Port lists are collections of ports, port ranges, or port lists that can be assigned to firewall rules.

Firewall rules use port lists to allow or deny access to specific ports in IP packets. They compare a packet's source port and/or destination port with the ports in a port list. If there is a match, the rule takes an action, such as accepting or dropping the packet. Port lists must contain at least one entry. You cannot create an empty port list; you cannot remove an entry in a port list if it is the only one.

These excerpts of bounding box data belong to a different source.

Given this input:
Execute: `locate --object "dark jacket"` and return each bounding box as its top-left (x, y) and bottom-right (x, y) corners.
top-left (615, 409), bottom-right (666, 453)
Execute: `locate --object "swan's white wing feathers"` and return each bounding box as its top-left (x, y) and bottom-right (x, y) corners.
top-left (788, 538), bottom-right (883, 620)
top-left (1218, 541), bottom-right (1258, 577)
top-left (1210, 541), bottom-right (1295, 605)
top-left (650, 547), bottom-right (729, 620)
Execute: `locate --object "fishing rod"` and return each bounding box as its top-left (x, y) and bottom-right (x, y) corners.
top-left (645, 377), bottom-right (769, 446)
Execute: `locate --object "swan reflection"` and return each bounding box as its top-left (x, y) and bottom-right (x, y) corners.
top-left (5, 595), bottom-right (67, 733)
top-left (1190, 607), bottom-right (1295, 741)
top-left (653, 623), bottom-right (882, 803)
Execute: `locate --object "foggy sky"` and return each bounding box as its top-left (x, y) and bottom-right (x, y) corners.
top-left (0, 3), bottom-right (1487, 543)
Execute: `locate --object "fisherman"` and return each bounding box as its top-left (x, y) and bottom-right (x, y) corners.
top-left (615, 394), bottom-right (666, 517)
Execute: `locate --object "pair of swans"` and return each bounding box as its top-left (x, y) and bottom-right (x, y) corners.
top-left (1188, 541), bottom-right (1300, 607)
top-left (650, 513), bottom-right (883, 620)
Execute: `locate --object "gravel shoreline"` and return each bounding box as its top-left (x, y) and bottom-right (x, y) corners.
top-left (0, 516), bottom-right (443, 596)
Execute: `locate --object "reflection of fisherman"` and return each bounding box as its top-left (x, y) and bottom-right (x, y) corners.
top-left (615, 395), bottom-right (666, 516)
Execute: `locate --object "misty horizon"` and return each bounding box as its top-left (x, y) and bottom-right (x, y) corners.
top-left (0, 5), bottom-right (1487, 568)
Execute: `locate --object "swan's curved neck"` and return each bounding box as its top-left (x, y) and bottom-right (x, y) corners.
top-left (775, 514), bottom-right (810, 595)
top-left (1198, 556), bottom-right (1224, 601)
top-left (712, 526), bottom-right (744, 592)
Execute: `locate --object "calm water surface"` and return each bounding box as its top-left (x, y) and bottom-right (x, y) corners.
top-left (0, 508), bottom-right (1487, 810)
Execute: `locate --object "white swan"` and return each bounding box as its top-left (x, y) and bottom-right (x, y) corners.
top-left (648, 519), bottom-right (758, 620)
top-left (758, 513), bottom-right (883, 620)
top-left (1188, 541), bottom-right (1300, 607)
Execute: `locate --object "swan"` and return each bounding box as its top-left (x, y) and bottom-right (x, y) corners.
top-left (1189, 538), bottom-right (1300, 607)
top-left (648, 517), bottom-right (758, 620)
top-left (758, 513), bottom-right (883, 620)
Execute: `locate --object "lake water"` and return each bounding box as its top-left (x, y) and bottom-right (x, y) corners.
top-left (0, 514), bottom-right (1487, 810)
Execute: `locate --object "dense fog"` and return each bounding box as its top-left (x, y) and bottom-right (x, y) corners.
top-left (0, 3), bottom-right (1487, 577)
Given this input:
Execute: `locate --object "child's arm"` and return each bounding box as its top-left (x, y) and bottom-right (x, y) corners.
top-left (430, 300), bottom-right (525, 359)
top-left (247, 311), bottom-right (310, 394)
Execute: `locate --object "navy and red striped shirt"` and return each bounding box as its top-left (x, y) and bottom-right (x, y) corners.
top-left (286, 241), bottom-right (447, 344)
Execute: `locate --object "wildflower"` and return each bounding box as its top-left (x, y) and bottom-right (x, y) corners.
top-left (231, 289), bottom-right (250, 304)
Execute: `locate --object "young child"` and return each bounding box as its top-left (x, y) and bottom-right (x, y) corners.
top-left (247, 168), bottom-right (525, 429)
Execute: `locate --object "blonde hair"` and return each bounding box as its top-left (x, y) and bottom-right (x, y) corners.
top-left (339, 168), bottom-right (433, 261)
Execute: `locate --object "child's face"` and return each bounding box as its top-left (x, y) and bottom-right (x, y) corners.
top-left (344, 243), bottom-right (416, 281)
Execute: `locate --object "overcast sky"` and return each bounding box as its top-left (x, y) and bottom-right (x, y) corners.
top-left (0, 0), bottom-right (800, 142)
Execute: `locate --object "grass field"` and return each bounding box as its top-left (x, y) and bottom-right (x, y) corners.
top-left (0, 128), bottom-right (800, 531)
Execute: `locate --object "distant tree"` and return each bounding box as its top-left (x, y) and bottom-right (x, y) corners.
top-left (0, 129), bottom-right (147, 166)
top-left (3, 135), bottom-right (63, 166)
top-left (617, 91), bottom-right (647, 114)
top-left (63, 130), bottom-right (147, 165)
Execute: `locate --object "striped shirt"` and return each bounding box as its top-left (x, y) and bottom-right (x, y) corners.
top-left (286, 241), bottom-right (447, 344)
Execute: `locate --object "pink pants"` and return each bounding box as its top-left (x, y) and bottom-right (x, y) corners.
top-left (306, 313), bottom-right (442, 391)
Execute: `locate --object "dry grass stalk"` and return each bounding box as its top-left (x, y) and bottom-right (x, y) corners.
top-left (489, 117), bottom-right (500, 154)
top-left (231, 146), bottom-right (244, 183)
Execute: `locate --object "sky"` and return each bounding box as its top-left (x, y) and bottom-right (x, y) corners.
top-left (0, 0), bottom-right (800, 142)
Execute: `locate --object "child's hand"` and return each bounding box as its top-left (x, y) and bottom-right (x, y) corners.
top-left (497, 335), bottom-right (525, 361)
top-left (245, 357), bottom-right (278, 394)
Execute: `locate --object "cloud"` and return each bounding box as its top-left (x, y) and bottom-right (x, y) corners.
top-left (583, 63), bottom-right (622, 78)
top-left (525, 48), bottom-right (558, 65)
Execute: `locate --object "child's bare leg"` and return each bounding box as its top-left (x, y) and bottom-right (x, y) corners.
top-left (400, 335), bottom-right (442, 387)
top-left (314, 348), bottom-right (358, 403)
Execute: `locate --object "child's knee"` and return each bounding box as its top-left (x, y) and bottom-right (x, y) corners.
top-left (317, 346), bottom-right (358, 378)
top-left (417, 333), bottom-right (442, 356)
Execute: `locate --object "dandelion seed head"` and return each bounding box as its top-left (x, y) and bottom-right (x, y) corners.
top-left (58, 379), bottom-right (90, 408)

1. Click Configuration > SECURITY > Network Security > Port Lists .
2. Click Create.
   The New Port List screen opens.
3. On the left, click Properties and specify the settings for the port list.
   1. In the Name setting, type a unique name for the port list.
   2. In the Description setting, type an optional description for the port list.
   3. In the Partition setting, type a different partition if needed. The Common partition is the default.
4. On the left, click Ports.
   You must supply at least one entry in the port list, such as a port, port list, or port range.
   The screen displays a blank port entry template for you to complete.
5. In the Type column, supply the type of port entry to add to the port list.
   • To add a single port, select Port.
   • To add a port list, select Port List.
   • To add a range of ports, select Port Range.
   Note: Before nesting a port list inside a port list, check that this option is supported on the specific version of your BIG-IP^® device.
6. In the Ports column, supply the port details for the port type you selected.
   • If you selected Port as the type, type a port number.
   • If you selected Port List as the type, select the name of the port list.
   • If you selected Port Range as the type, type the beginning and ending port numbers.
7. In the Description column, provide an optional meaningful description of the port entry.
8. To add more than one port entry to the port list, click the + in the Add/Remove column, and provide the details.
   Click Update to update and save the port entry you are currently editing.
9. Continue to add or delete ports until the port list is complete.
10. Click Save to save your work on the port list.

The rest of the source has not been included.